Competency To Stand Trial
One of the constitutional rights that a person has when charged with a crime is the right not to be tried unless the person is fit for trial. Being fit for trial or competent to stand trial deals with a person’s ability to assist with his defense as well as understand the criminal proceedings he is facing. If there is evidence that a person is not competent to stand trial, then the case cannot go forward until the person is deemed competent.
Understanding the nature of the proceedings means that, among other things, the person must understand the charges against him and the penalties faced. For a person to assist with his defense, he must be able to tell his attorney relevant facts that may assist with his defense, as well as reveal any pertinent witnesses, and testify if necessary.

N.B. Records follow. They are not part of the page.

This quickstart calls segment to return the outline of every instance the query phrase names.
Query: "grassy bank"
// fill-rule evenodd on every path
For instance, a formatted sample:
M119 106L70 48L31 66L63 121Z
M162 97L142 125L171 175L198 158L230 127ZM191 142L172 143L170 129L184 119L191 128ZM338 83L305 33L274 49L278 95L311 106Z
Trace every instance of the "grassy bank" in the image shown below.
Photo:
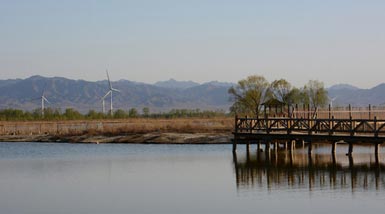
M228 143L233 118L0 122L3 142Z
M0 135L120 135L127 133L227 133L233 118L2 121Z

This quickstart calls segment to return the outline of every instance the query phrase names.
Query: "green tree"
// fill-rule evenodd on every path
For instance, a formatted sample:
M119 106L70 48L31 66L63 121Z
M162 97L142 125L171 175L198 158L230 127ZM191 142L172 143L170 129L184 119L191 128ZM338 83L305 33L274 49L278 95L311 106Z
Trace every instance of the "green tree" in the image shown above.
M32 118L34 120L40 120L41 119L41 109L37 108L32 111Z
M78 120L78 119L82 119L83 118L83 115L80 114L78 111L76 111L73 108L67 108L64 111L63 116L67 120Z
M301 91L285 79L275 80L267 93L268 103L274 105L294 105L301 103Z
M150 109L148 107L144 107L142 112L144 117L148 117L150 115Z
M52 108L45 108L44 109L44 118L45 120L52 120L54 119L54 113L55 110Z
M304 87L304 91L308 96L309 104L313 108L324 107L328 101L328 93L324 84L317 80L310 80Z
M252 75L238 81L237 85L228 90L231 100L234 101L230 110L235 113L258 115L261 104L266 101L268 88L269 83L263 76Z
M268 96L282 104L288 104L288 96L292 90L291 84L285 79L275 80L270 84Z
M316 116L318 108L328 103L328 93L324 84L318 80L310 80L303 88L303 99L314 109L313 117Z
M97 112L95 110L89 110L85 115L88 119L103 119L105 115L102 112Z
M19 109L4 109L1 110L1 120L23 120L25 119L24 112Z
M131 108L128 111L128 116L129 117L138 117L138 110L136 110L136 108Z
M302 98L301 98L301 90L293 87L288 96L287 96L287 103L291 104L301 104L302 103Z
M129 114L127 114L127 112L122 109L118 109L114 112L114 118L123 119L123 118L127 118L128 116Z
M53 116L53 119L55 119L55 120L61 119L61 118L62 118L62 114L61 114L61 112L60 112L60 109L57 109L57 108L56 108L56 109L53 111L52 116Z

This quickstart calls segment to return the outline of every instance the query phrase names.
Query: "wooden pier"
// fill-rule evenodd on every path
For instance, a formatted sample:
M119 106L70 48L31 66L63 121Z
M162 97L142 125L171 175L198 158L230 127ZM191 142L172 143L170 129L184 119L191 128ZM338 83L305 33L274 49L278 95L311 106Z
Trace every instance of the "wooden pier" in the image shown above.
M312 143L328 142L331 152L336 152L338 143L349 144L347 154L353 153L354 144L375 145L378 155L380 145L385 142L385 119L376 116L368 119L336 119L329 113L328 118L311 117L235 117L233 151L237 144L261 144L265 148L283 145L292 150L295 144L307 144L308 153L312 153ZM248 147L247 146L247 147Z

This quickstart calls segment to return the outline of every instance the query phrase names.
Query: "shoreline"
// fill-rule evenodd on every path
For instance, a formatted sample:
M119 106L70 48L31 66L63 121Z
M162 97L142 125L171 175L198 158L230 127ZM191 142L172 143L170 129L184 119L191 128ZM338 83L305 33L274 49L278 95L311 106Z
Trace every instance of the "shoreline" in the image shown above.
M0 142L229 144L233 118L1 121Z
M150 132L121 135L2 135L0 142L122 143L122 144L230 144L231 133Z

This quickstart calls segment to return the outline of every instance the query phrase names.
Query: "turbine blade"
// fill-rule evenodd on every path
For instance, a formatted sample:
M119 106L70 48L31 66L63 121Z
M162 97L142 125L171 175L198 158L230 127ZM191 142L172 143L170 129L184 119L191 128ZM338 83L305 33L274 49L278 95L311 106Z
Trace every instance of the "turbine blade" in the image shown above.
M112 89L112 84L111 84L111 81L110 81L110 75L108 75L108 70L106 70L106 73L107 73L108 85L110 86L110 90L111 90Z
M116 88L111 88L112 91L116 91L116 92L121 92L120 90L116 89Z
M102 97L102 100L104 100L109 94L111 94L111 90L109 90L109 91L106 93L106 95L104 95L104 96Z
M51 104L51 103L47 100L47 98L46 98L45 96L42 96L41 98L43 98L43 100L46 101L47 103Z
M47 85L48 85L48 83L47 83L47 82L46 82L46 83L44 83L44 87L43 87L43 90L41 91L41 96L42 96L42 97L44 97L45 91L46 91L46 89L47 89Z

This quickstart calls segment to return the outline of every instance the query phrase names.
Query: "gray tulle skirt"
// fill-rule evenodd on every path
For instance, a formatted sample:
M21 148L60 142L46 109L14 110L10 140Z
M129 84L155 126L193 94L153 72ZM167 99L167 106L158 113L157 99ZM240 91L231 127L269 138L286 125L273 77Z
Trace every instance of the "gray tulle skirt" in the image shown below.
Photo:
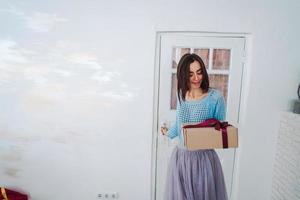
M188 151L175 147L169 162L165 200L227 200L215 150Z

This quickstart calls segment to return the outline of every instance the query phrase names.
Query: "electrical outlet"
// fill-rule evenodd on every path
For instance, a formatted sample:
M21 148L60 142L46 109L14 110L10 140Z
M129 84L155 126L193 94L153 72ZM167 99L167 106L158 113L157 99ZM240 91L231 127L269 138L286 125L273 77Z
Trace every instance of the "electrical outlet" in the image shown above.
M114 200L119 198L118 192L102 192L98 194L99 199Z
M111 193L111 199L118 199L118 198L119 198L119 194L117 192Z
M98 194L99 199L108 199L108 194L106 192L102 192Z
M99 199L103 199L103 194L102 194L102 193L99 193L99 194L98 194L98 198L99 198Z

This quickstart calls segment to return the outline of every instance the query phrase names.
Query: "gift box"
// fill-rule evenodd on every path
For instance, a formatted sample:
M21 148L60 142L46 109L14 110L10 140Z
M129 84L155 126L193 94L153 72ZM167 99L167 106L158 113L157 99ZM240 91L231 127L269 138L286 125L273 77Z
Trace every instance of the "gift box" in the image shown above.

The question of competence to stand trial may be raised at any time pre-trial or during a person’s trial. The judge may order an evaluation of a defendant by a psychologist or psychiatrist if there is a doubt as to a person’s competency to proceed with a trial. If the psychologist or psychiatrist finds that the person is not competent to proceed with trial, it does not mean that the person is released and can no longer be tried. If there is a finding of incompetency, the court generally orders treatment in a facility and a reevaluation at a later date.
Competence for purposes of trial is a different question than trying to figure out if a person was insane or suffering from a mental illness at the time of the crime, as may be necessary if a person is raising an insanity defense. Even when a person was mentally ill at the time of the offense, he can be found competent to stand trial when the proceedings start. This may be because the person has been taking medicine to treat a mental illness, or because the mental break at the time of the crime was temporary.

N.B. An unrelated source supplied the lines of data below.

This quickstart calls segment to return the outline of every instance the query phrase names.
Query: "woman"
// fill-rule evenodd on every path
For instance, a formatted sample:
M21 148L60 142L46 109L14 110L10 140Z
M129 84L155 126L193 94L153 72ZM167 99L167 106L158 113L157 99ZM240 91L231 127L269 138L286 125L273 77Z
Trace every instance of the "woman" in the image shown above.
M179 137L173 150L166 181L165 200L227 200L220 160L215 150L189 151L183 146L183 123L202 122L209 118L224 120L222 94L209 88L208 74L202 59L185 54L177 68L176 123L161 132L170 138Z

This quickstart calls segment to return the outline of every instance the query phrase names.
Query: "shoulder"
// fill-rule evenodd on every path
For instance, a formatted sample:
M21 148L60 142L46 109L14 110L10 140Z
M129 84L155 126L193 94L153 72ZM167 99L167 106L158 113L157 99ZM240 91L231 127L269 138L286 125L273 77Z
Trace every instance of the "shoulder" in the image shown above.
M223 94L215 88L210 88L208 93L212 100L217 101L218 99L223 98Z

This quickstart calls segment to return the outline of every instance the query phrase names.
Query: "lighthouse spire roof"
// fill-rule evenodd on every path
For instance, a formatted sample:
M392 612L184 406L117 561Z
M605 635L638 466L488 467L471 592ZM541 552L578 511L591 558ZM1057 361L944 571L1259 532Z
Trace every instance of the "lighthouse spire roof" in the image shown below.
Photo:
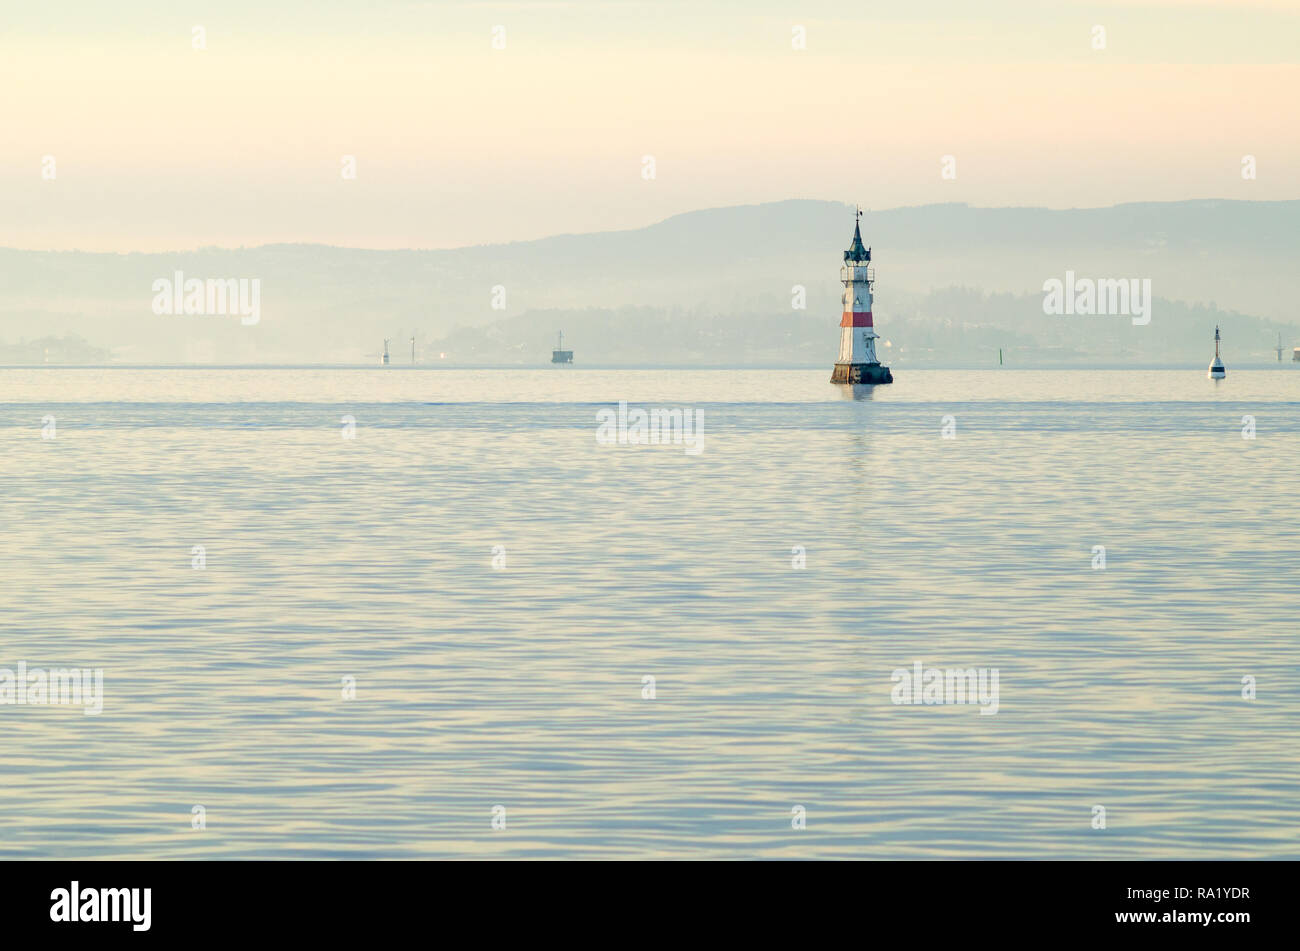
M846 261L870 261L871 260L871 249L863 247L862 245L861 219L862 219L862 209L859 207L857 211L857 215L853 221L853 243L849 245L849 249L844 252L844 260Z

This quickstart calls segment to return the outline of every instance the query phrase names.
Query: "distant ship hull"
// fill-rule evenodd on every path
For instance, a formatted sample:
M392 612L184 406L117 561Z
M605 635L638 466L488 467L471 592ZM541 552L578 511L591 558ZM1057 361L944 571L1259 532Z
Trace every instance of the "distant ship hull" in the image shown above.
M572 363L572 362L573 362L573 351L572 351L572 350L552 350L552 351L551 351L551 362L552 362L552 363Z

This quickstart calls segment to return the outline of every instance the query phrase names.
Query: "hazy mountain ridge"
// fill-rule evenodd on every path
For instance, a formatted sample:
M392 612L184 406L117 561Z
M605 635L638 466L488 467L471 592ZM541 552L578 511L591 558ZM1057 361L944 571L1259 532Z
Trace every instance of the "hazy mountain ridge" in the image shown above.
M1200 305L1257 315L1250 319L1258 326L1227 332L1258 336L1275 328L1275 343L1282 329L1288 348L1300 343L1288 337L1300 336L1298 224L1300 201L1070 210L942 204L868 211L863 234L874 248L878 319L882 333L896 338L895 352L919 357L929 349L951 361L964 359L974 339L996 346L1014 334L1021 341L1014 346L1083 360L1109 321L1129 327L1114 330L1113 345L1160 360L1181 359L1175 354L1184 345L1204 349L1199 322L1162 325L1161 311L1179 302L1189 314ZM574 334L580 360L654 363L685 350L692 359L673 362L770 362L767 354L788 345L789 357L778 362L798 363L816 340L817 355L807 359L824 362L838 337L840 256L852 225L847 205L791 200L694 211L629 231L446 251L296 244L158 254L0 250L0 340L74 334L119 362L355 363L374 359L385 337L400 359L414 335L426 360L437 358L436 348L449 361L513 362L519 343L494 349L487 341L502 331L472 331L535 321L537 339L526 349L540 347L532 362L545 362L553 331L541 325L569 321L563 329ZM1152 325L1044 315L1042 284L1067 269L1080 277L1150 278L1158 298ZM178 270L187 278L260 280L260 322L155 315L153 281ZM805 289L806 310L793 307L796 287ZM978 289L994 304L977 303L981 295L926 304L931 292L951 287ZM504 309L492 306L495 288L504 288ZM1023 299L996 304L1001 294ZM961 307L976 310L953 312ZM619 316L627 308L655 332L638 336ZM580 315L588 311L605 313L606 323L587 326ZM918 336L928 320L952 322L933 346ZM808 342L798 343L805 334ZM958 342L963 334L975 337ZM1071 339L1075 334L1089 339ZM621 355L633 340L634 352Z

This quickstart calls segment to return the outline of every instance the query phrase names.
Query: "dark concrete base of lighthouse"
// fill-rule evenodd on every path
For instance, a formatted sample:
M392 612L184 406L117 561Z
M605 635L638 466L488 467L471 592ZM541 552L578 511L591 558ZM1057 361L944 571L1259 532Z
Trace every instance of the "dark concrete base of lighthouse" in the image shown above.
M879 363L837 363L831 373L832 383L893 383L889 367Z

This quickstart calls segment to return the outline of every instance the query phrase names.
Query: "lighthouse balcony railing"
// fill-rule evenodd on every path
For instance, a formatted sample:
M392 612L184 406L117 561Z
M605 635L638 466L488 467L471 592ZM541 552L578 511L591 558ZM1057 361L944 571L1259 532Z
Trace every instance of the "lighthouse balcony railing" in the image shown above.
M861 276L857 273L859 271L866 272L866 280L869 283L872 284L875 283L876 269L874 267L871 267L870 265L867 265L865 267L862 265L858 265L856 267L850 267L849 265L846 264L842 268L840 268L840 280L841 281L862 280Z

If a person is only found to be competent because he is taking psychotropic medication, it does not mean that the court has to find the person incompetent to stand trial. If a person can be restored to competency by taking certain medication as prescribed by a doctor, a court may require that the person continues taking the necessary medication in order to stand trial.

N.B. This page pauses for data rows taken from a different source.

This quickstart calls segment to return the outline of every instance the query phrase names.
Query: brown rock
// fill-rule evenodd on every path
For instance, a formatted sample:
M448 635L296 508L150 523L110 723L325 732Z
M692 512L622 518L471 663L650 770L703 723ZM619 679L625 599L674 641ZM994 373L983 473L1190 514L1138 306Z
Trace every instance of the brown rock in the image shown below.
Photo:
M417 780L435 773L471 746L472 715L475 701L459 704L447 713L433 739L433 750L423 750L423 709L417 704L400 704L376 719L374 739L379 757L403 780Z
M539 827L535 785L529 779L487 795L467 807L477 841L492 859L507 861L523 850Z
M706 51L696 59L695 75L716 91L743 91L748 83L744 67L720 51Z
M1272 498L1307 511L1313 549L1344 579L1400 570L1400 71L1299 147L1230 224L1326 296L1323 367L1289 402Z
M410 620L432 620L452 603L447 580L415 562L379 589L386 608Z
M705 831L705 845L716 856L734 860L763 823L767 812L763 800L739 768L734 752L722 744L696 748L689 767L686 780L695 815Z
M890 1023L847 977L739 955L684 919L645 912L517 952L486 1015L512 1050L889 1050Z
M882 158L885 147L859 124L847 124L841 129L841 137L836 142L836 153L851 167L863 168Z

Lack of competency to stand trial cannot be waived or used as a defense. Without the defendant being competent to stand trial, the trial simply does not go on.
Contact an Experienced Criminal Defense Attorney
If you are charged with a crime, it is important to contact an experienced criminal defense attorney as soon as possible to discuss your possible defenses. If your loved one is charged with a criminal offense and you are concerned about their mental health and ability to assist with their defense, you should contact an experienced attorney for more information. Contact the experienced criminal defense attorney at Scott Berry Law for a free consultation today.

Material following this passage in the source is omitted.